The Cover Your Area page talks about the technical side of things. People can purchase or otherwise construct their own receiver systems and feed the data to a server. Reading through the PDF of the project description, it looks like there's a receiver that measures radio frequencies, which when used in conjunction with electromagnetic fields generated by a lightning strike allows the position to be determined. This is some interesting stuff.

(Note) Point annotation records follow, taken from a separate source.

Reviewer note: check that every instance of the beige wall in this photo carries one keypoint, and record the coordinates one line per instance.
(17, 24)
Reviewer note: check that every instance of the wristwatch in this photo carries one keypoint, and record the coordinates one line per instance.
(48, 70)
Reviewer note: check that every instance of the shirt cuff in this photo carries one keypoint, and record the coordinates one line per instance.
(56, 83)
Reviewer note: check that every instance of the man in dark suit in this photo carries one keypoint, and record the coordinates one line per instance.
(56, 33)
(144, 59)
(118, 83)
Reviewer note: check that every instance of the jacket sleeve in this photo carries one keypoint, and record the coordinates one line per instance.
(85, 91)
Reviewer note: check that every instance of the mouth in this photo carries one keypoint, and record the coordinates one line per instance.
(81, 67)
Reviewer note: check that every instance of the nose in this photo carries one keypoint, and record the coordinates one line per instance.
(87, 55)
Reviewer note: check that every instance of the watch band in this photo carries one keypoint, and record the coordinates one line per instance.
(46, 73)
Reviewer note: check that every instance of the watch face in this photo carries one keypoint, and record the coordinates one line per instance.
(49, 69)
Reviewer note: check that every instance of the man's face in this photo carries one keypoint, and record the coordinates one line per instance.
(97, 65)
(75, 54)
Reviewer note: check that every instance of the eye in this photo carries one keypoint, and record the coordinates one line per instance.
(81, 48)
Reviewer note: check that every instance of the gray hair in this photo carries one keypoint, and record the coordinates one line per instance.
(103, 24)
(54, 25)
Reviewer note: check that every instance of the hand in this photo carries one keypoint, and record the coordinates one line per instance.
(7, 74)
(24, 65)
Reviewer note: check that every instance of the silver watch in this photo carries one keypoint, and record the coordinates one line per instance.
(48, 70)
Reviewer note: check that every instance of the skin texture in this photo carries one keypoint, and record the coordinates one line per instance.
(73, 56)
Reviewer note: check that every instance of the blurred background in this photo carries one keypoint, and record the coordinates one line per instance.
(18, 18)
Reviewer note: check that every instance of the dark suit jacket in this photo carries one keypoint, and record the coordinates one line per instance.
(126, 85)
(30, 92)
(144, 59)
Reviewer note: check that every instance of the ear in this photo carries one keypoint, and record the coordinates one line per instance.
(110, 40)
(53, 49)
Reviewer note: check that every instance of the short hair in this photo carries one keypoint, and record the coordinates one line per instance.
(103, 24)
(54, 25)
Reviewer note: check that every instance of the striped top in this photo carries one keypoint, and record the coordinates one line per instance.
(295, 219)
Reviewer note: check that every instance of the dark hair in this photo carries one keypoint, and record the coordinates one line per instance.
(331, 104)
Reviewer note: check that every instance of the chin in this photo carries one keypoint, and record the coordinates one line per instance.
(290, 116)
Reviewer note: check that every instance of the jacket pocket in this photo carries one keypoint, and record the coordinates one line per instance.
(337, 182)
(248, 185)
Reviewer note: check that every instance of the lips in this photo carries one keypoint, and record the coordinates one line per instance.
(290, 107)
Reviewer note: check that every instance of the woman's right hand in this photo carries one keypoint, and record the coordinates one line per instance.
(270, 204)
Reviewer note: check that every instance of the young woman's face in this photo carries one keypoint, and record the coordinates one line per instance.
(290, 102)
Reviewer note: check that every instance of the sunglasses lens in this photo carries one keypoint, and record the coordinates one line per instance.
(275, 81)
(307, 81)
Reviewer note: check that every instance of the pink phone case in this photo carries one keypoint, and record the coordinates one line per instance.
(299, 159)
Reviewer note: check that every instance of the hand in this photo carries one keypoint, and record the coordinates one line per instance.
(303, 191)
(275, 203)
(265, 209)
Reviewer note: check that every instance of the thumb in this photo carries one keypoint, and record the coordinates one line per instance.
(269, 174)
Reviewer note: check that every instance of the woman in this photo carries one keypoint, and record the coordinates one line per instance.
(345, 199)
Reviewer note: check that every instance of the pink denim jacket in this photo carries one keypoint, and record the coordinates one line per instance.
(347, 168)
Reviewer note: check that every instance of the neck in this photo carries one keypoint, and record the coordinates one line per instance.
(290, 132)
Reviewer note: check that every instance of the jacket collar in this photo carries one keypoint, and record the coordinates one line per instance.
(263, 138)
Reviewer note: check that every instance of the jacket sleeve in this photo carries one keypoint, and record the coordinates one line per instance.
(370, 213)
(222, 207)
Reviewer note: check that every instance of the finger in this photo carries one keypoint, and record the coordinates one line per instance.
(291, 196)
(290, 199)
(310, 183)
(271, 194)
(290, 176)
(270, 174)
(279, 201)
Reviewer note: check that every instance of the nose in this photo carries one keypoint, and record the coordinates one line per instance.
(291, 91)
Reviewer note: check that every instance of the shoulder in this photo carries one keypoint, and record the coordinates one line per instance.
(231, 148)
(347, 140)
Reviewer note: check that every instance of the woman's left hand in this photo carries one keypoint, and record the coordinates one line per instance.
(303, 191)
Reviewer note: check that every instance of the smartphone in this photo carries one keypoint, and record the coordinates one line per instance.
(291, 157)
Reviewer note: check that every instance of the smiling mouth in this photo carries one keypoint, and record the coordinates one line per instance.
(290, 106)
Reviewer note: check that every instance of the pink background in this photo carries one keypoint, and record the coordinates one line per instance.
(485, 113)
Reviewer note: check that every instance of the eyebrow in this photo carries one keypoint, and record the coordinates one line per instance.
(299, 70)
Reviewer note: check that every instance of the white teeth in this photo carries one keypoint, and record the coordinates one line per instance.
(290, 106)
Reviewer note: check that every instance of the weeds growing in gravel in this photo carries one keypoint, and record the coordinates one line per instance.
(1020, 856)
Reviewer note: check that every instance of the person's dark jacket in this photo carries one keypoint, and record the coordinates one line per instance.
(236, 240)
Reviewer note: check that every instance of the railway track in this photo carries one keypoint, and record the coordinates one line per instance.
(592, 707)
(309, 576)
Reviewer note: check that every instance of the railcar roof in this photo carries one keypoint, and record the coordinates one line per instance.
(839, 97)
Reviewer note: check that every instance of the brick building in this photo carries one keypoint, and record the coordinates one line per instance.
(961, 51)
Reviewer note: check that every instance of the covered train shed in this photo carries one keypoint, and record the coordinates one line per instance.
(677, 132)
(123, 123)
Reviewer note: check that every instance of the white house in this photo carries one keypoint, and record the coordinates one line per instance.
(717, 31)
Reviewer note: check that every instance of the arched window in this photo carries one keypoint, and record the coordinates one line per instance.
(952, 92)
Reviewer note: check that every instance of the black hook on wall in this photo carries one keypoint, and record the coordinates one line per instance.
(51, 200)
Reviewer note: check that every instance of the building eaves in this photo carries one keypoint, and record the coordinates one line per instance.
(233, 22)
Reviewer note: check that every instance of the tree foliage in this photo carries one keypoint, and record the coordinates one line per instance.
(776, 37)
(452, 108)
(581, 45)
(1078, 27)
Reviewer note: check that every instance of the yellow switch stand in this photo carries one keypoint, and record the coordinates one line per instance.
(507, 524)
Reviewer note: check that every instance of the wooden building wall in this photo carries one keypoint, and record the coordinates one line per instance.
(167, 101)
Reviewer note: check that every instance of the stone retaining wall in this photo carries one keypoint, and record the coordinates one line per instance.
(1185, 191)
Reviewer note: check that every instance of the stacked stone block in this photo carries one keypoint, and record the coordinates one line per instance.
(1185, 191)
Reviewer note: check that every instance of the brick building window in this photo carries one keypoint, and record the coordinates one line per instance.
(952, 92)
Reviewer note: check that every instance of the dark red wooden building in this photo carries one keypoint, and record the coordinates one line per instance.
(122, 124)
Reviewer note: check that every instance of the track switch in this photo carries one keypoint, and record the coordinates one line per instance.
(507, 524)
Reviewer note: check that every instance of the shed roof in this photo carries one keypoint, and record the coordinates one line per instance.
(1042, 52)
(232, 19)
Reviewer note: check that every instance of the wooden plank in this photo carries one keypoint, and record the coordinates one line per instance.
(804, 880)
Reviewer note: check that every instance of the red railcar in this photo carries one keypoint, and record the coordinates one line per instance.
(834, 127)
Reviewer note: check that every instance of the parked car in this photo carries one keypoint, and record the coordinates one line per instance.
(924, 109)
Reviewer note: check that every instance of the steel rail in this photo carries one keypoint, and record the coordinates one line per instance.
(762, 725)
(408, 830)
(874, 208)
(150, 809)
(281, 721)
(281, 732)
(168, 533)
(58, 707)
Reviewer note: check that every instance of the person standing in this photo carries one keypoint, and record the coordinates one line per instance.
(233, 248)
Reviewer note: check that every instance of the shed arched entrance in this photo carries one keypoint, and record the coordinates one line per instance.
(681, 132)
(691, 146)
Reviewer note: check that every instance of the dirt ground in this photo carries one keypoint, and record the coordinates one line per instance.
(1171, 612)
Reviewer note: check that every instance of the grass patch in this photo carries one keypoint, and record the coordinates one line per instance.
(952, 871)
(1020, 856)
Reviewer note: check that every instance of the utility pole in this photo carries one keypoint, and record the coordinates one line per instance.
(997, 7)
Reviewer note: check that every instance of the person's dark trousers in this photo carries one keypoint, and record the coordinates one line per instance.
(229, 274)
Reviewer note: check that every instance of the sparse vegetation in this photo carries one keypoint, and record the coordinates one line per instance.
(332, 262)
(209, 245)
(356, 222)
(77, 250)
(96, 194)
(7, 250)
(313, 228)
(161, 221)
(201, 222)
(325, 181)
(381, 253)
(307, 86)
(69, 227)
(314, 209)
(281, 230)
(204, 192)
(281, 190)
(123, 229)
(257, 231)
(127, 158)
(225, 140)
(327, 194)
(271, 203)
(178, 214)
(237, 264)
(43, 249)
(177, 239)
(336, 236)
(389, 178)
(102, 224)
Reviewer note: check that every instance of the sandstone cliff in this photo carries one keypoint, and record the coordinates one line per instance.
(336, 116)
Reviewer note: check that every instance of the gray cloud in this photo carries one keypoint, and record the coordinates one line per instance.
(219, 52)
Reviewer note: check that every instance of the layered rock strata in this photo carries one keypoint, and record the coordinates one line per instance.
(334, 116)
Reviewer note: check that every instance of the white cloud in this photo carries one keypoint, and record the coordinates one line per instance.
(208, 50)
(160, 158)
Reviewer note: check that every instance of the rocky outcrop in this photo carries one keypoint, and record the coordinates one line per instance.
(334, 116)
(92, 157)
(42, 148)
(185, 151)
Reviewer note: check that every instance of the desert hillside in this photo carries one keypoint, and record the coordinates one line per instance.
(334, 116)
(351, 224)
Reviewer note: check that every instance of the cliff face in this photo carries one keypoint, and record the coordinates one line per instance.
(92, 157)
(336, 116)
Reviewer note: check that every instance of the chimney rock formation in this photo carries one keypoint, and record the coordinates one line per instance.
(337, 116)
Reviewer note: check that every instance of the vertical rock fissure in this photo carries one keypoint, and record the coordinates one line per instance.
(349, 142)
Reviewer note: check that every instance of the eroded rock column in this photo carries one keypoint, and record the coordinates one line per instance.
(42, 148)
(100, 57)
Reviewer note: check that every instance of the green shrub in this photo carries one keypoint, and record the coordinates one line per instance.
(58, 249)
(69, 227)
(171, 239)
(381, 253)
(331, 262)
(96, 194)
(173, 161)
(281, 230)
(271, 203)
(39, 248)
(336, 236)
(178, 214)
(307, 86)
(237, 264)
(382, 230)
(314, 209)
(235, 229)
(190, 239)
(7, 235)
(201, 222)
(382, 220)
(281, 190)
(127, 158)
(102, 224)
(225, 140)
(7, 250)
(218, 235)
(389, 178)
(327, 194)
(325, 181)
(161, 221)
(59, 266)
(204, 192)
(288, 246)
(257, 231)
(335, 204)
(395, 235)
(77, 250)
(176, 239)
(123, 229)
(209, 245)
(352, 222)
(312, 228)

I'm going to copy/paste a chunk from section 3.3 that explains some of this better than I could. If you have any questions beyond that I might be able to answer them. What I'd wager is happening is something along the lines of the following. Lightning strikes over the ocean and emits a radio signal at c (speed of light). This travels however far with a dissipating amplitude and reaches multiple receivers in different locations. These receivers have an amplifier that increase the signal to a usable level, records the data of the radio signal and whatever else it picks up. All receivers that pick up the given lightning strike from over the ocean have their data compiled and used to triangulate the location of that strike using the hyperbolic method that I quoted above.The TOA lightning location technique is based on the computations of
hyperbolic curves. The emitted radio signal of a lightning discharge is traveling through the air with the speed of light. This is approximately 300000 kilometers per second, or equivalently, 300 meters per microsecond. Each received signal gets a time stamp. Let
t_A (s) be the time stamp for signal s from station A. Time stamp t_A (s) is the Coordinated Universal Time (abbreviated UTC) in microseconds with an accuracy of +/- 1 microsecond. The difference of two time stamps for the same signal received by two different stations and the positions of these two stations define a hyperbolic curve.